Was verdient ein Front Office Manager?

In DACH 45.000 bis 62.000 Euro brutto. In Luxushotels und großen Häusern 65.000 bis 80.000 Euro. Director of Rooms 70.000 bis 100.000 Euro.

FOM oder Director of Rooms — Unterschied?

Der FOM führt nur Front Office (Rezeption, Night Audit, Concierge, Bell Services). Der Director of Rooms verantwortet zusätzlich Housekeeping und Reservations. Beide sind Executive-Committee-Ebene.

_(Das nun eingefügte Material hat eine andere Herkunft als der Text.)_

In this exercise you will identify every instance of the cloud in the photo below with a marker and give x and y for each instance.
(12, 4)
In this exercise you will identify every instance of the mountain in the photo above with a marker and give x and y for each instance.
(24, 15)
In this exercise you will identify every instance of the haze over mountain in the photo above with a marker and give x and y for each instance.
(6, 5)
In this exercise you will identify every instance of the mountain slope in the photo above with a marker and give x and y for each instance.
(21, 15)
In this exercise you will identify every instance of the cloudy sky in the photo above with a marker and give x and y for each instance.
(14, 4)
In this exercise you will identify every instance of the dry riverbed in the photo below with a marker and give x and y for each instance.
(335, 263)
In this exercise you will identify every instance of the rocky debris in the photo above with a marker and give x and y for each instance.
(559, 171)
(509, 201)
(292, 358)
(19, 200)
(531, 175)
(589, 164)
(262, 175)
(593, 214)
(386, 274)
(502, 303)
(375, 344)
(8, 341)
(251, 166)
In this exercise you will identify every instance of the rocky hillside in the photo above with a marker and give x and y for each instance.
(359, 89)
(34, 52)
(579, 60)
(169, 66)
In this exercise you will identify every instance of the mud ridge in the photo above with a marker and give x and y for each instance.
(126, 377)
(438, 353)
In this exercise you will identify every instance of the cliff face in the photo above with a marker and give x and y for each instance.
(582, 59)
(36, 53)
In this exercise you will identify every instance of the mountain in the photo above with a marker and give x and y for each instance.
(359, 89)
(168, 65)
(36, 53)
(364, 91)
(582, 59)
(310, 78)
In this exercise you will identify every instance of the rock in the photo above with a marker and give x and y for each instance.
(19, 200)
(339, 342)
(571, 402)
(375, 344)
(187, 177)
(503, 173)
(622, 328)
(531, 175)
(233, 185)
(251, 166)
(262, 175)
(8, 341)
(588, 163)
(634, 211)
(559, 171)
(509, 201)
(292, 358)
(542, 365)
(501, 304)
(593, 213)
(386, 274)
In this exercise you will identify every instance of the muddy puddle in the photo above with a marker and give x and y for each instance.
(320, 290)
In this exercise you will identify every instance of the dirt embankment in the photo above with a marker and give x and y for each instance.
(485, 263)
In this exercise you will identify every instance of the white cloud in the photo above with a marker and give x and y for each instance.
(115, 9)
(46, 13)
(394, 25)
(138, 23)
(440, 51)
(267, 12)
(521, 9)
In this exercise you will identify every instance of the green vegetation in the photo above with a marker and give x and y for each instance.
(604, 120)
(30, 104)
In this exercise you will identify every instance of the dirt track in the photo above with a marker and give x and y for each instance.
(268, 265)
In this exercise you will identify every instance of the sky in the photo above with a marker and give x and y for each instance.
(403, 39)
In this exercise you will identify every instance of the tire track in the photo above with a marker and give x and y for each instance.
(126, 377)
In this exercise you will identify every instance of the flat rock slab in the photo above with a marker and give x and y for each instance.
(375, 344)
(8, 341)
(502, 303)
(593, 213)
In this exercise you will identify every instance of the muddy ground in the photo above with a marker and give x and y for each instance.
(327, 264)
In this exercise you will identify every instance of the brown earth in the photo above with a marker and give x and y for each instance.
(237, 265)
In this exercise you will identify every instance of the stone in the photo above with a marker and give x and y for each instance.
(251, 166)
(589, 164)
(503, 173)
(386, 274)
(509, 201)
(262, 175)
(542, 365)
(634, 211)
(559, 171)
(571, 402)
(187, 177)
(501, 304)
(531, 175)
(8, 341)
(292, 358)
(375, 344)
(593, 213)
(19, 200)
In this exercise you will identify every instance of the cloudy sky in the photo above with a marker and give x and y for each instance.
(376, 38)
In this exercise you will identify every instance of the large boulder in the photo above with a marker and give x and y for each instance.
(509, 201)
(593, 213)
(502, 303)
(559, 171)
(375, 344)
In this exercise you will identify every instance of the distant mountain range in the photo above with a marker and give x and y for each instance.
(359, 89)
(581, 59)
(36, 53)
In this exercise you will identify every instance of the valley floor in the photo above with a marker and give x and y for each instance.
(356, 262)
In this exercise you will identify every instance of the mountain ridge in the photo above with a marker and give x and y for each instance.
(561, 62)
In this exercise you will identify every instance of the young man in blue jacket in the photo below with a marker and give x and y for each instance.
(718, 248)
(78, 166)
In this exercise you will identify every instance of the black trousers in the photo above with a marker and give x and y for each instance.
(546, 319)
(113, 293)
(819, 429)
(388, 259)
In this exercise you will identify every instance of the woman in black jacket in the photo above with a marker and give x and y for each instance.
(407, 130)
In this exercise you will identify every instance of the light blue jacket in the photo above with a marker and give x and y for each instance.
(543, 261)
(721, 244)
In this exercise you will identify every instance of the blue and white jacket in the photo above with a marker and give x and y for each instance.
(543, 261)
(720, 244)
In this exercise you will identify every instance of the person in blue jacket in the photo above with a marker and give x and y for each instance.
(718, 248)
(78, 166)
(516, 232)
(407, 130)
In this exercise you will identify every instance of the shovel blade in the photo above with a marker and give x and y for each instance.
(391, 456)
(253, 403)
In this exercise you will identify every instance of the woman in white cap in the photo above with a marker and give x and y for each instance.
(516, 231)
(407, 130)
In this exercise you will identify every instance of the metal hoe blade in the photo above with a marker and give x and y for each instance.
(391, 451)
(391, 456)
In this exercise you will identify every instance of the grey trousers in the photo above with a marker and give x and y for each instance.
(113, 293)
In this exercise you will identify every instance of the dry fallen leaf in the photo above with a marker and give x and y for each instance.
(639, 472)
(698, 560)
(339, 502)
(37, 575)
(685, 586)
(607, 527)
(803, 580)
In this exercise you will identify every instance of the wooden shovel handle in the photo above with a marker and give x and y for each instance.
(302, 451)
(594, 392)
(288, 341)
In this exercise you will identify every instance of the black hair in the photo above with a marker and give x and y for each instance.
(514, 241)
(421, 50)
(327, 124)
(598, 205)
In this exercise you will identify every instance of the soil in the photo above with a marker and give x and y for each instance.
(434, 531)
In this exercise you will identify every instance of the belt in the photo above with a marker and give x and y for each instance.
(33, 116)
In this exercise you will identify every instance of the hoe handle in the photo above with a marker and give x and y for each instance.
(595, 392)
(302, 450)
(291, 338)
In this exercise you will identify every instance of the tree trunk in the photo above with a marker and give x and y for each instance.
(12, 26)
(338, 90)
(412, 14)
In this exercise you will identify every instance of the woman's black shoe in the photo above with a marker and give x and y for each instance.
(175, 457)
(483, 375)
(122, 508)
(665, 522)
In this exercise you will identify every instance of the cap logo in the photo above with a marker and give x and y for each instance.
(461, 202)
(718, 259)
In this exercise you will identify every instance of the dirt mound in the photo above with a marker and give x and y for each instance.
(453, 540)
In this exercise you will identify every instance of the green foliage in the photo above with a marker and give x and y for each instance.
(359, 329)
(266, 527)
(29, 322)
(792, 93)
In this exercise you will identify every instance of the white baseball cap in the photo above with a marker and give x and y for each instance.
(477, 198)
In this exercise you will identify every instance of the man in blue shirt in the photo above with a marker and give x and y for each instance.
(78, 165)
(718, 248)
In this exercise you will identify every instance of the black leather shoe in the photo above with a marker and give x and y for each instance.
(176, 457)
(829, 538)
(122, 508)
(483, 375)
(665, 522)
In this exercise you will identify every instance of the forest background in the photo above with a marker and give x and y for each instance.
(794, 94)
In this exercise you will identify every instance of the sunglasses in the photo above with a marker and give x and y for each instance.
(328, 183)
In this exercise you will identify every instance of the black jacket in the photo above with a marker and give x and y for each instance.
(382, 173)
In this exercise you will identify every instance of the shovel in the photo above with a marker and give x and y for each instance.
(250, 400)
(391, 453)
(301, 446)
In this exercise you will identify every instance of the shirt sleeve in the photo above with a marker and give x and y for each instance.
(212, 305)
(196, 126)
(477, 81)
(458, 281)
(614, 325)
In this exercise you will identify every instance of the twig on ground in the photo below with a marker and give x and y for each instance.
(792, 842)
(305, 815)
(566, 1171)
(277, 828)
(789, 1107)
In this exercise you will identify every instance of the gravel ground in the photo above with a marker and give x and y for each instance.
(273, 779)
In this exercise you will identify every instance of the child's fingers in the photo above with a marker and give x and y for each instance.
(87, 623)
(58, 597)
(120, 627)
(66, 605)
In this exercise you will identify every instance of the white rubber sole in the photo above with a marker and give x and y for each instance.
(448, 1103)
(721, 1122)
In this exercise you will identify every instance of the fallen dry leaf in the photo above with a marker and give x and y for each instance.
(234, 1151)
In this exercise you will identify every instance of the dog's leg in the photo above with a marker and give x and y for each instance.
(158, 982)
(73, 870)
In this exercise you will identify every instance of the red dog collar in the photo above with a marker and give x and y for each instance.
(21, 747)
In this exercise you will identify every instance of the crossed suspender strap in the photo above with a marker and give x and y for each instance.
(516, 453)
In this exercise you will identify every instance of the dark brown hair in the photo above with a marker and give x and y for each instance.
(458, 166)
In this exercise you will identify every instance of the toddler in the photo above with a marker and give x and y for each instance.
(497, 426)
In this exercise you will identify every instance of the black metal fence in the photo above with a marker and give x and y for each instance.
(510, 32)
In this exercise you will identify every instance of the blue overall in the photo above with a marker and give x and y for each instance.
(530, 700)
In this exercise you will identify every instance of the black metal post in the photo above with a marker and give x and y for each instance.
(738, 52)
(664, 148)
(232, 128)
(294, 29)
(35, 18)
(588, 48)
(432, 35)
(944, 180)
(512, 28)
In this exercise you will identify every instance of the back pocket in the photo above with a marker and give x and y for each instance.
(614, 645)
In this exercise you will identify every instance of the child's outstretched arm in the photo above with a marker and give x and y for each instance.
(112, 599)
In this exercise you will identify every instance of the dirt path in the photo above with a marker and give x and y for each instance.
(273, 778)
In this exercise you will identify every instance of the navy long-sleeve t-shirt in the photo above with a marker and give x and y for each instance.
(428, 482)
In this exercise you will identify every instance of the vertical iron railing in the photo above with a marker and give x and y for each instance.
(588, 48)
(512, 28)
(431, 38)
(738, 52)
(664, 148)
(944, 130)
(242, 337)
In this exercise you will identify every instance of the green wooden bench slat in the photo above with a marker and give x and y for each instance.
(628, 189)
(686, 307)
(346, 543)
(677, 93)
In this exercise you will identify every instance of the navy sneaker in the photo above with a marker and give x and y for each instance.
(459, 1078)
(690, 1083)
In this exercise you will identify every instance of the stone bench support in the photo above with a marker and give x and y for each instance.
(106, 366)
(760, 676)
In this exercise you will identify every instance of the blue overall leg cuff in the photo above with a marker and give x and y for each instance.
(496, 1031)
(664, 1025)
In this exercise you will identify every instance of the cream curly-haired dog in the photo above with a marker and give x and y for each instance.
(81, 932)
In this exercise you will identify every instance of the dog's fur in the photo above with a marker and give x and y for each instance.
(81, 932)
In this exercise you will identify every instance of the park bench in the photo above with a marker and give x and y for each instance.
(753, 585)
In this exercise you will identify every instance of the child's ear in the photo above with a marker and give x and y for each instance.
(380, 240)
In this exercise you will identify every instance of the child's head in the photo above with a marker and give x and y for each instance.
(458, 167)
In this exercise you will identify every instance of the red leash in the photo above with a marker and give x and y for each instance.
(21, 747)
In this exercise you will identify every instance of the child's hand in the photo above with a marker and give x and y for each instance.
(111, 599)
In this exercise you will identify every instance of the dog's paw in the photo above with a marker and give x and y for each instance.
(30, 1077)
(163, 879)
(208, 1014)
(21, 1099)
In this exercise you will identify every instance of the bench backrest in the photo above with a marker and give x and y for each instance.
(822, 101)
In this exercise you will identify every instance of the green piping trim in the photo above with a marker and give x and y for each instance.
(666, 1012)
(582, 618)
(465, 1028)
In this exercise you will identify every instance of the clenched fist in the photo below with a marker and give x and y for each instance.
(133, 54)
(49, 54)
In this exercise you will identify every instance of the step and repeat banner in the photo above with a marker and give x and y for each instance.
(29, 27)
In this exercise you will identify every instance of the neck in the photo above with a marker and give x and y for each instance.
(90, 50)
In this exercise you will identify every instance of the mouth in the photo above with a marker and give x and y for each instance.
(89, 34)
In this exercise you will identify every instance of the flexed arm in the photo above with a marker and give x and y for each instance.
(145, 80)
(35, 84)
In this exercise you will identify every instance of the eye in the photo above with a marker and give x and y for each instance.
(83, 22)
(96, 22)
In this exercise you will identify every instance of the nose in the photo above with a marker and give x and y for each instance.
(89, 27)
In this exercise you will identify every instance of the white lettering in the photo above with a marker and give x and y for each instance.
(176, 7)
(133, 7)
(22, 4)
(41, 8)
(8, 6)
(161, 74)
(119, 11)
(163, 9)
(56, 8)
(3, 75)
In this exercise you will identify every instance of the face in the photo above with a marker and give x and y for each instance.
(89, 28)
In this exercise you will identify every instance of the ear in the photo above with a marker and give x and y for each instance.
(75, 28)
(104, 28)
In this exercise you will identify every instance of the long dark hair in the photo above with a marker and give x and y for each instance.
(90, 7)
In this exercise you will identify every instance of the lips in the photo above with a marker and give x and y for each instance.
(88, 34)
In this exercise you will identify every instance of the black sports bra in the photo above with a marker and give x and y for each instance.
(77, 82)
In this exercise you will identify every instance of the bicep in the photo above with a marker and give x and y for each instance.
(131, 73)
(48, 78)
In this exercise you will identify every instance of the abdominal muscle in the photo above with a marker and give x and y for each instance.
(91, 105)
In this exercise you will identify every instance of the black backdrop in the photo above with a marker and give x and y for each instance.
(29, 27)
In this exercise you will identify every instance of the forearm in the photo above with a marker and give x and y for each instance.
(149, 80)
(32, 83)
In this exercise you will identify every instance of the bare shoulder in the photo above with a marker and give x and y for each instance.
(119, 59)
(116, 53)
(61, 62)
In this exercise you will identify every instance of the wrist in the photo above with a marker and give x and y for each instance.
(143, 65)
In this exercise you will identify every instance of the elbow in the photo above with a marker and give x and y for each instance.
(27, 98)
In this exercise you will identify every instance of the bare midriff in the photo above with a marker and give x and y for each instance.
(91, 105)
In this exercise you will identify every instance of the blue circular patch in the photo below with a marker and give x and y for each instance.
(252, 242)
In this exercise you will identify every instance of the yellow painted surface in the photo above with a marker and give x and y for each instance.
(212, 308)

Welcher Hintergrund ist ideal?

Hotelfachmann-Ausbildung + 5–10 Jahre Front-Office-Praxis mit klarer Schichtleiter- und Assistant-Erfahrung. Hospitality-Studium verkürzt den Weg, ist aber nicht zwingend.

Wie groß ist das Team?

In mittelständischen Hotels 8–15 Mitarbeitende (Rezeption, Night Audit, Concierge), in Luxushotels 25–40 Mitarbeitende mit mehreren Schichtleitern und Specialists.

Ist der FOM klassischer GM-Pfad?

Ja, über Director of Rooms → Operations Manager → GM. Einer der drei Hauptpfade neben F&B und Sales/Commercial.